One of the wonderful things about travelling is that you can pack so much into a day. We’ve only been in Tokyo two days, and I already I feel like we’ve done enough to fill weeks.
Another early start – up at 6am and out at just past 7am – and after first walking to the Imperial Palace gardens and finding they were still closed, we walked back to Tokyo station and got on the subway, changing at at Kokkai-gijidomae and emerging at Meji-jungumae and the Harajuku neighbourhood. We’re already starting to feel comfortable on the well-signposted, organised and very clean subway system. We absolutely love the PASMO travel cards we purchased before the trip and had mailed to us, which allow us to sail through every ticket barrier. They’re easily updated with more cash at station vending machines.
We walked down Omotesando, a street of boutique and label fashion stores, looking for a place to eat, but they don’t tend to open early so we had to settle for a small cafe called ‘Italian Tomato’, where a grumpy, harassed woman sold us bad coffee and muffins. Thus fortified, we headed into the nearby park and towards Meji Jingu, a large Shinto shrine (like so many Tokyo landmarks, destroyed by WWII air raids and rebuilt in 1958 – that must have been a very busy year). A huge wooden torii gate made from 1,500 year old cypress marked the entrance. A lovely quiet, wide walking path through a forest lead us to the shrine, and although some construction and renovating work was going on, it was an atmospheric place.
Back to the main street, we found and walked up Takeshita-dori, a narrow pedestrian alleyway crammed with trendy teen clothing shops, crepe stores with windows full of plastic sweet treats, and lots of pink everything … we stopped at a cafe and Carol had a toast and egg breakfast and I had a sickly sweet waffle, honey, cinnamon and ice-cream plate whilst we watched the people go by.
Our next stop, at its 10.30am opening time, was the Ota Memorial Museum of Art. Carol was particularly keen to visit this small gallery in a side street to see its collection of ukiyo-e (woodblock prints), and it didn’t disappoint. An exhibition called ‘Kuniyoshi Heroes!!’ was on, featuring incredibly colourful and vibrant woodblock prints from the 19th century, illustrating a saga of heroes and monsters called Tales from the Water Margin. We bought some printed tenugui (small cotton towels) from the gallery store.

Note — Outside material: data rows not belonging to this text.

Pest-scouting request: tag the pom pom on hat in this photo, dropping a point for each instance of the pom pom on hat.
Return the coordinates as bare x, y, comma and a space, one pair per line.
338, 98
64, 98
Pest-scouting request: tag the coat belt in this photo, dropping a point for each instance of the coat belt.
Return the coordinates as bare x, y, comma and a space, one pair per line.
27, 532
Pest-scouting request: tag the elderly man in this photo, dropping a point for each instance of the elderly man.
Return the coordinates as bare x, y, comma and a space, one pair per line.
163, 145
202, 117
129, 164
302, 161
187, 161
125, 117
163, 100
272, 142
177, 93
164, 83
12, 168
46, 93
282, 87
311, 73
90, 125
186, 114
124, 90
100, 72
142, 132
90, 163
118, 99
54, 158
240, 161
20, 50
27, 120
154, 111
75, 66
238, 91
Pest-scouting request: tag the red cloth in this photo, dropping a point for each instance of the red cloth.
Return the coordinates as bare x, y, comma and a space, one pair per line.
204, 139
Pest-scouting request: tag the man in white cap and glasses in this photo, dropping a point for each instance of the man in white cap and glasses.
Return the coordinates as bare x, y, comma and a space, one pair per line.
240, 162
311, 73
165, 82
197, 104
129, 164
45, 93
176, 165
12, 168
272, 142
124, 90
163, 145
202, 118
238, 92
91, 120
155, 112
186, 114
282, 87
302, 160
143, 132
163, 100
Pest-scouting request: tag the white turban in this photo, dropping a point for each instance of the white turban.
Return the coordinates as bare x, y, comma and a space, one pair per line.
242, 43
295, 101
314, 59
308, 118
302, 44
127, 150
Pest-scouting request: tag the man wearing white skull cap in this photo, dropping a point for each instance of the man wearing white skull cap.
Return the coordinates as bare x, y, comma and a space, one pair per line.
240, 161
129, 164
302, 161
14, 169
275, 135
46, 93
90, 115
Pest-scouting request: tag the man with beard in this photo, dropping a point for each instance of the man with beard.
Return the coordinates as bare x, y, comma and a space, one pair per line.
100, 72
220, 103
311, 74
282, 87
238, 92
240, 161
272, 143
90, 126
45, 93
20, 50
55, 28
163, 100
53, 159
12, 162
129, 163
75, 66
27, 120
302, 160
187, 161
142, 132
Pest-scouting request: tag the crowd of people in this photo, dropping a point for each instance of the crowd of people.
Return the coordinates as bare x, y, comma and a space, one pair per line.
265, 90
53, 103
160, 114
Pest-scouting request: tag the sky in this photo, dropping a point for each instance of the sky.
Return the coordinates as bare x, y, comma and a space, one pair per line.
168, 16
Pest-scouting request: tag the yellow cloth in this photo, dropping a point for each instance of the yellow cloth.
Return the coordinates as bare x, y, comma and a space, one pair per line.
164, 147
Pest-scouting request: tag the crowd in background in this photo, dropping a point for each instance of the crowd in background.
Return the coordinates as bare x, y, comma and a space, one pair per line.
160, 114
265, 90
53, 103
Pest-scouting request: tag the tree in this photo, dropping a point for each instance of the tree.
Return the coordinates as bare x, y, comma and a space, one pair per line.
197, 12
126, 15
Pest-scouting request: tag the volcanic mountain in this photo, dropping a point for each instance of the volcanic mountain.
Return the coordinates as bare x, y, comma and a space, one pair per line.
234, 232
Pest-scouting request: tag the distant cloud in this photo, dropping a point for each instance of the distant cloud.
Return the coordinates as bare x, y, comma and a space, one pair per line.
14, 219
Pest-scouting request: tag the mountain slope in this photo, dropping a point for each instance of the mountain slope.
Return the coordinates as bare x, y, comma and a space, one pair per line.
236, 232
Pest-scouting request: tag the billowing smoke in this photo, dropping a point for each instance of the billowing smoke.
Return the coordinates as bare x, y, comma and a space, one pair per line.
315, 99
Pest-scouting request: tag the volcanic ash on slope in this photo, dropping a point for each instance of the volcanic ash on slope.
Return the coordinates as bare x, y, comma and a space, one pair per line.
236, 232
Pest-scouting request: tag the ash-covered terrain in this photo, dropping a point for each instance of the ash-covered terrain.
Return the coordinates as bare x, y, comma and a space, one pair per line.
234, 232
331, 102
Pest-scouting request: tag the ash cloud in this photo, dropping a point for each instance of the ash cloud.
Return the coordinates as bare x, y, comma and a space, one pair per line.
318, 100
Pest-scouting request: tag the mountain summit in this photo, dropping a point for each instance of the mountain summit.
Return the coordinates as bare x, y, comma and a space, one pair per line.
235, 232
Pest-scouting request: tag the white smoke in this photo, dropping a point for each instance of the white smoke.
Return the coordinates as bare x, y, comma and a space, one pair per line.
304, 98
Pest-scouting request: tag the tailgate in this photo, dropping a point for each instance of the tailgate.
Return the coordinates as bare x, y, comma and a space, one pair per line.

Back to the subway, we made our way to Kagurazaka, a bit of a foodie suburb that was once a geisha district. It took us a while to find the few remaining cobblestone alleys, and they were not quite as atmospheric as expected, but it was an interesting area that is probably gorgeous by night and a great place to find a good restaurant. We settled for a small sushi train place, but the vegetarian options for Carol were very limited – especially when the only egg sushi we grabbed she dropped on the floor! – and she mainly had to settle for rice from my sushi. Still, it was her first taste of sake, albeit the pretty cheap and nasty variety.
Next we headed back to Ueno station, and walked to Tokyo National Museum again, which we definitely knew was open this time! We spent a couple of hours there, seeing everything in the Honkan (main gallery) – early pottery, painted screens and wall hangings, calligraphy, textiles, and – most interesting for me – armour and swords. Then we checked out the Gallery of Horyu-ji Treasures, which featured a room full of 7th century gilt Buddhas, among other objects.
By this time we’d been walking about 10 hours and were almost dead on our feet. We navigated our way back through the crowded subway to Tokyo station and our excellent little hotel, and after a brief rest, at 7pm had an excellent dinner at the hotel restaurant (a floor above our room on the 15th). Here we had tempura, sashimi (including my first taste of sea urchin, which was pretty good), tofu in dashi broth; washed down with wine and beer. At last, a proper Japanese meal together, and a chance to stop and realise that we’re in the middle of Tokyo having dinner!
A huge day. We’re off into the countryside tomorrow, but I’m very glad we’ll have more time to explore Tokyo further at the end of our trip.